6. La construction de l’altérité : pour un lexique euro-chinois de la pensée
Après avoir exposé sa façon de travailler, Jullien aborde dans ce chapitre le fond de la question : celle de l'altérité. Il commence par rappeler les deux positions sur l'altérité. Celle de Billeter qui pose le principe du «fond commun» et celle de Ryckmans qui pose le principe du «totalement autre». Jullien note que ces deux positions apparemment opposées se rejoignent dans la méthode, celle de poser un principe au départ.
Mais, se demande Jullien, quelle est la nature du fond commun de Billeter ? N'est ce pas sa traduction occidentalisée qui le fait apparaître ? D’où viendra l'apparition spontanée des différences ? De même, d'où vient cette configuration de départ (deux cultures différentes) proposée par Ryckmans ? N’y a-t-il pas d’autres cultures au monde ?

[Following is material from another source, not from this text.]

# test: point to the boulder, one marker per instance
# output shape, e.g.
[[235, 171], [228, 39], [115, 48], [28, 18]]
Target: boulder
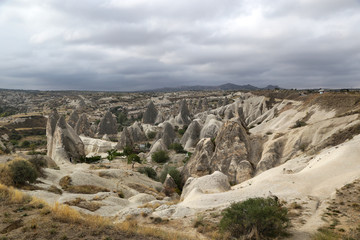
[[50, 129], [183, 118], [191, 136], [199, 163], [211, 127], [151, 113], [215, 183], [107, 125], [83, 126], [125, 139], [66, 144], [73, 119]]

Jullien rappelle qu'il ne pose pas de principe au départ. Il commence par constater que la Chine est ailleurs, ce qui ne veut pas dire autre ou différent. Pour la découvrir il faut se déplacer alors que si l’on présuppose (le différent ou le commun), on intègre déjà la Chine dans sa pensée. Ensuite il faut travailler pour produire la réponse à la question posée. C'est ainsi qu'il s'est livré, tout au long de ses ouvrages, à une construction progressive de l'altérité par la méthode suivante : lecture du texte chinois, en dégager une question dont l'enjeu est commun avec la pensée occidentale, mise en évidence (ou non) d'un «clivage». Jullien se défend de poser des contraires mais fait jouer un effet de contraste entre les deux pensées afin qu'elles s'éclairent mutuellement. Il reprend alors tous les points abordés dans ses ouvrages et expose les clivages qu'il a pu dégager entre les deux pensées.

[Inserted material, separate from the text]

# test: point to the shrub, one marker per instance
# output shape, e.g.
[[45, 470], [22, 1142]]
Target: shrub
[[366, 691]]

Clivage relatif à l’art de la guerre : efficacité/efficience.
Clivages relatifs au discours : imitation/déploiement, inspiration/incitation, persuasion/influencement, frontal/oblique, symbolique/allusif, dire quelque chose/dire au gré.

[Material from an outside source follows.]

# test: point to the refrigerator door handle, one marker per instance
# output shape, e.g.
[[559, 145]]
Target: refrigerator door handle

Clivage entre une pensée de l’être et une pensée du processus : essence/capacité, substance/polarité, causalité/immanence, présence/prégnance, sens/cohérence, révélation/régulation, éternel/sans fin, distentionnel/transitionnel.
Clivages philosophie/sagesse : connaissance objective/ connaissance processive, généralité/globalité, liberté/ spontanéité, nourrir son âme/nourrir sa vie, bonheur/viabilité.
Clivages sur la morale : règles/régulation, volonté/ténacité, sincérité/fiabilité.
Clivages sur l’art : forme/transformation, ressemblance/résonance, modélisation/schématisation, composition/corrélation.
Jullien en est donc arrivé à produire un lexique euro-chinois de la pensée. Ce lexique, dit il, n’est pas traduit mais produit, ensuite il s’énonce en français (avec un travail d’ouverture de la langue à l’extériorité), il s’organise en réseaux dont les entrées se répondent et tissent entre elles leurs cohérence et enfin il se retourne car il peut mettre en lumière des altérités internes (l'art moderne occidental par exemple).